Le programme RECCRU (RECrutement CRUstacés) (M. Guillam - Station Biologique de Roscoff):
RECCRU vise à mettre en place des indices de recrutement des principales espèces de crustacés à fort intérêt commercial des côtes Manche-Atlantique telles que le homard (Homarus gammarus), le tourteau (Cancer pagurus), l'araignée de mer (Maja brachydactylus) et la langouste rouge (Palinarus elephas), en vue de prédire l'évolution de leurs stocks et de mettre en place des mesures de gestion adaptées. Un des axes de ce programme coordonné par la Station Biologique de Roscoff vise à acquérir des données sur la phase larvaire de ces espèces commerciales avec un intérêt particulier pour la langouste. Les caractéristiques des premiers stades de vie planctonique de ces grands crustacés telles que la durée de vie des larves, leurs périodes de présence, leur distribution spatiale ainsi que les liens potentiels entre les abondances larvaires et le recrutement benthique et la connectivité entre les stocks, sont les principaux aspects étudiés durant ce projet.
Dans ce contexte, dans le cadre des campagnes CGFS, une série d'échantillonnage est réalisée en Manche Ouest depuis 3 ans à l'aide d'un filet à plancton MIK afin d'établir la distribution spatiale des larves de langouste Palinurus elephas en entrée de Manche et en Manche occidentale. A ce jour, un réseau de 17 à 23 stations, soit un total de 61 stations, a été échantillonné depuis 2018. Aucune larve de langouste n'a pour le moment été récoltée durant ces campagnes. En revanche, les résultats préliminaires montrent la présence de larves phyllosomes de cigales de mer (Figure 11) (morphologiquement proches de celles des langoustes) principalement dans la partie la plus occidentale de la Manche-Ouest, à l'ouest du front d'Ouessant (Figure 12). Nous notons également la présence de zoés de homard et d'araignée de mer. L'année 2021 devrait clore ce suivi spatio-temporel des larves de Crustacés en Manche ouest au sein du projet RECCRU.
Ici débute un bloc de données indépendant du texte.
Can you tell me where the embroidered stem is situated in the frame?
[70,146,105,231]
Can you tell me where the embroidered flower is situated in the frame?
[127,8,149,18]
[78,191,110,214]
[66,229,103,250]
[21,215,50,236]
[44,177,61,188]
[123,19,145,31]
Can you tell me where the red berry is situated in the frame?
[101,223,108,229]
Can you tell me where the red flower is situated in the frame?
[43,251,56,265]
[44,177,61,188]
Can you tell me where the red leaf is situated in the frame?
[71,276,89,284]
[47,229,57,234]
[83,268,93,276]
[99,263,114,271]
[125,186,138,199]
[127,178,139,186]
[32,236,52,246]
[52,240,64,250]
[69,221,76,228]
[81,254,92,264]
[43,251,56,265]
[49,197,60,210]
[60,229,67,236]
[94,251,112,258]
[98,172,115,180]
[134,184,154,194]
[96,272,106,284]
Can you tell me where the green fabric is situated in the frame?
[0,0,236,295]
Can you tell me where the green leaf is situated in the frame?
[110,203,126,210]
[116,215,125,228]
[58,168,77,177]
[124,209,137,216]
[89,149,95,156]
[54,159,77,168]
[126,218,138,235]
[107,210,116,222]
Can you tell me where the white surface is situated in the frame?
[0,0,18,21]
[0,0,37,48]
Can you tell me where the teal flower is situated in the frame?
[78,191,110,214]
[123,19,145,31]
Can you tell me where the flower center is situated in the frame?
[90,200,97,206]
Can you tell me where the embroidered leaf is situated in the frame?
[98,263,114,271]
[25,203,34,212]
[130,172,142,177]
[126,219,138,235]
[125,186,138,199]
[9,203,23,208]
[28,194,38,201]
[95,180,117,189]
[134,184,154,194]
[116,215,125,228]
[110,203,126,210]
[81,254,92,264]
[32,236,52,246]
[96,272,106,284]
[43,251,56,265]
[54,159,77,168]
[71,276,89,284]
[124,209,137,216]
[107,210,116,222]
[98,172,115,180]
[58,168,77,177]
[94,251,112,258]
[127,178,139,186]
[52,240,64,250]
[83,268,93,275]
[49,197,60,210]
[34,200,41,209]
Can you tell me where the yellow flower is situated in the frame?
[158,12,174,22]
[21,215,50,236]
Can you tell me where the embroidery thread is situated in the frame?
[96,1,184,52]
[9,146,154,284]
Figure 11: Larve phyllosome de cigale de mer Scyllarus arctus. La longueur totale de l'individu est de 1.3cm
Figure 12: Distribution spatiale des larves phyllosomes de Scyllarus arctus en Manche occidentale, observée lors de la campagne CGFS 2018. Les points rouges indiquent la présence de phyllosomes ; l'abondance larvaire est exprimée en larves.10000m-3. Les croix bleues indiquent les stations où aucune larve n'a été observée.